Jupiter at peak visibility, Sirius at magnitude -1.5, and other cool things to look for in the sky this week.
By Nicole Kiefert
Monday, April 10
Full Moon arrives at 2:08 a.m. EDT tomorrow morning (11:08 p.m. PDT this evening), but our satellite looks completely illuminated all night. It rises in the east shortly before the Sun sets and reaches its peak in the south around 1 a.m. local daylight time. The Full Moon lies in central Virgo, some 3° from brilliant Jupiter and 7° from that constellation’s brightest star, 1st-magnitude Spica.
Tuesday, April 11
After passing between the Sun and Earth only two weeks ago, Venus already appears conspicuous in the predawn sky. It rises more than an hour before the Sun and climbs nearly 10° above the eastern horizon some 30 minutes before sunrise. The planet shines so brightly, at magnitude –4.6, that it shows up easily in the brightening twilight. A telescope will deliver spectacular views of the inner world’s 52″-diameter disk, which appears just 10 percent lit.
Wednesday, April 12
Mars continues to put on a nice show these April evenings. It appears nearly 20° high in the west an hour after sunset and doesn’t dip below the horizon until after 10 p.m. local daylight time. The magnitude 1.5 Red Planet crosses from Aries the Ram into Taurus the Bull today. Unfortunately, Mars’ 4″-diameter disk shows no detail when viewed through a telescope.
Thursday, April 13
For those who like to observe during the quiet predawn hours, Saturn offers a visual treat. The ringed planet rises shortly before 1 a.m. local daylight time and climbs about 30° high in the south by the time morning twilight begins. It shines at magnitude 0.3 against the backdrop of northwestern Sagittarius, where it appears nearly stationary relative to the background stars. Take a look at Saturn through binoculars and you’ll also see the open star clusters M21 and M23 as well as the spectacular Lagoon (M8) and Trifid (M20 ) nebulae less than 4° to its east.
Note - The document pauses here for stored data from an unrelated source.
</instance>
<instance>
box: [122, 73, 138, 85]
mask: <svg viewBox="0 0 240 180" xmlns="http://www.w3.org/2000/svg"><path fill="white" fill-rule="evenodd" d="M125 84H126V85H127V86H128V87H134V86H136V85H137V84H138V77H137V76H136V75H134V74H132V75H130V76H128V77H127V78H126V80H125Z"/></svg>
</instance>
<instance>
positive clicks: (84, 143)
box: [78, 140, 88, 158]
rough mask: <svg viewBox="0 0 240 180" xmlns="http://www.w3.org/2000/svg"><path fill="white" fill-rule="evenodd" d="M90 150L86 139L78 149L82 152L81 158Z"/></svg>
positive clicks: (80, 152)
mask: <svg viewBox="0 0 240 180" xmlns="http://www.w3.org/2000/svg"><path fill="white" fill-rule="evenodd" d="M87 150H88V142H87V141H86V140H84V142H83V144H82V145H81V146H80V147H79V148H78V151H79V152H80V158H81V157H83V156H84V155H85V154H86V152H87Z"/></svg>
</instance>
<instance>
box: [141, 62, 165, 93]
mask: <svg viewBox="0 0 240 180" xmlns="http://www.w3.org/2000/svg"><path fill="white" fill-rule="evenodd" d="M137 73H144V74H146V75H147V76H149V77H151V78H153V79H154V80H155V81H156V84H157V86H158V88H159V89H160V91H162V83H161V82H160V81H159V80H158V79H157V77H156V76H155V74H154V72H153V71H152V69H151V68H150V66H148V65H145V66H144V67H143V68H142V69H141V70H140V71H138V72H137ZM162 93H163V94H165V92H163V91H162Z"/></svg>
When viewed through a telescope, the planet shows a 17″-diameter disk surrounded by a stunning ring system that spans 39″ and tilts 26° to our line of sight.
Friday, April 14
Orion the Hunter stands out in the western sky as darkness falls this week. The conspicuous constellation appears slightly askew compared with its appearance in winter’s evening sky. Now, the three-star belt is aligned parallel to the horizon while blue-white Rigel hangs directly below the belt and ruddy Betelgeuse stands directly above.
Uranus is in conjunction with the Sun at 2 a.m. EDT. From our earthly perspective, this means the distant planet lies behind the Sun and so is out of sight. Uranus will return to view in the morning sky in late May.
Saturday, April 15
The Moon reaches apogee, the farthest point in its orbit around Earth, at 6:05 a.m. EDT. It then lies 251,950 miles (405,475 kilometers) from Earth’s center.
Sunday, April 16
The annual Lyrid meteor shower begins today. Although the shower won’t peak until the morning of April 22, you may see a few meteors in the predawn hours before then. To tell a Lyrid from a sporadic meteor, trace the streak of light back to its origin. Lyrids appear to come from the constellation Lyra the Harp, while sporadics appear at random and can come from any direction.
The waning gibbous Moon appears just above Saturn before dawn. The two approach each other as the morning progresses, and the Moon will pass 3° north of the planet at 2 p.m. EDT.